Simone, pettorale 26 e la corsa come terapia
Corre e sorride, Simone. A dispetto di tutto. Della sua malattia, della crudeltà della vita, dei sorrisini di alcuni compaesani. Ha 26 anni, è nato con un ritardo mentale, ha cominciato a camminare a quattro anni, da piccolo non parlava ma si esprimeva con suoni e gesti delle mani.
Tutto era iniziato al terzo mese di gestazione. Amniocentesi. Danni irreversibili al cervello. Iniziano i tentativi per capire e provvedere da parte dei genitori super impegnati: Giovanni, suo padre, docente di storia dell’arte, va in pensione con grande anticipo per investire tutto sulla salute e la felicità di questo figlio.
Le cure in Italia, poi a Philadelphia negli Stati Uniti per capire i margini di intervento e di miglioramento. La corsa come terapia. Simone esce ogni giorno, “a volte anche due volte al giorno”, mi dice il papà e “ombra” di Simone. Fino a qualche anno fa correva al suo fianco, da un po’ di tempo a questa parte lo segue in bicicletta. Non è raro vederli sbucare all’improvviso da un angolo del paese. Simone avanti, con la sua tipica andatura un po’ ciondolante, Giovanni dietro a pedalare e inseguire il sogno di una normalità.

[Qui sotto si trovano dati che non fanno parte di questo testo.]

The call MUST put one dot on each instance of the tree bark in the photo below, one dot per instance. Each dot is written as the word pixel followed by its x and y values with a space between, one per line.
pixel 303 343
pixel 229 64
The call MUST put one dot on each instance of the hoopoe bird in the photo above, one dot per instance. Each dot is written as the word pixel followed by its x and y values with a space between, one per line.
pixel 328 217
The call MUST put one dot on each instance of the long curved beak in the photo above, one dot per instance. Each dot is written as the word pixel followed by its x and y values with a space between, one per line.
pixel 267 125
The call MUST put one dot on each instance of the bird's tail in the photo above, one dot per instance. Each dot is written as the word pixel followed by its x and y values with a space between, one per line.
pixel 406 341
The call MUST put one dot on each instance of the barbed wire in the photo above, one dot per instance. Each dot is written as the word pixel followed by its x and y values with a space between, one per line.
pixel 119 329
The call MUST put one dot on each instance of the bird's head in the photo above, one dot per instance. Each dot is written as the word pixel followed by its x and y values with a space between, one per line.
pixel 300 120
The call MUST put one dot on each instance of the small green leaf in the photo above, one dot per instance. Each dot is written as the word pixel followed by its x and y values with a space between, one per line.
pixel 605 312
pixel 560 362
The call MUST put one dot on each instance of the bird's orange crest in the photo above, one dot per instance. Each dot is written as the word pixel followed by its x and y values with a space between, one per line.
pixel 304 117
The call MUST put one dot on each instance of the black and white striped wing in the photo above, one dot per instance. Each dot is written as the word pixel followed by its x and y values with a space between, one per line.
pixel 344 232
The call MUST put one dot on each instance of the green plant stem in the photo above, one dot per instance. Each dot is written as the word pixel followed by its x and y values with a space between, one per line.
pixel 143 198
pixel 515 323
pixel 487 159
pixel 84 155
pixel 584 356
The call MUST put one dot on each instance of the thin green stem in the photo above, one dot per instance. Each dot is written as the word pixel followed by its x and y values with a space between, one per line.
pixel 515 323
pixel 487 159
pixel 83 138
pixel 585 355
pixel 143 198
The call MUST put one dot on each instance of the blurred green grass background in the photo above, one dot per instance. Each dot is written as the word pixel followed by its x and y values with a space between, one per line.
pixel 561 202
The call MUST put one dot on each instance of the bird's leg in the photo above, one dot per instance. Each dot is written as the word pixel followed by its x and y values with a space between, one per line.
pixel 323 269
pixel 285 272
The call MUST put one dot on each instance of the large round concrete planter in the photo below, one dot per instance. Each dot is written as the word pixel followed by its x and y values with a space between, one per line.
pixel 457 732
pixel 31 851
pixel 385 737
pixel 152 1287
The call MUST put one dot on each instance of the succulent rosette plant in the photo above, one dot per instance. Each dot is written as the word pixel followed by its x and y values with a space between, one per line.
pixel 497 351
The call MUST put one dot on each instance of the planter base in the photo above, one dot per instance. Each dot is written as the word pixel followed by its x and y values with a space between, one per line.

Gli anni passano, i genitori invecchiano, Simone è ormai un adulto. Come sarà il futuro? Domande impegnative, ma obbligate.
Intanto Simone fa vita da atleta, mangia senza sale, sta attento al sovrappeso, corre una cinquantina di chilometri a settimana, ha interpretato la stracittadina delle sue parti, gara pianeggiante di 7 chilometri, a 4’50’’/km. Corre, sorride, saluta esibendo il pettorale 26 come i suoi anni. Evviva Simone, evviva la corsa!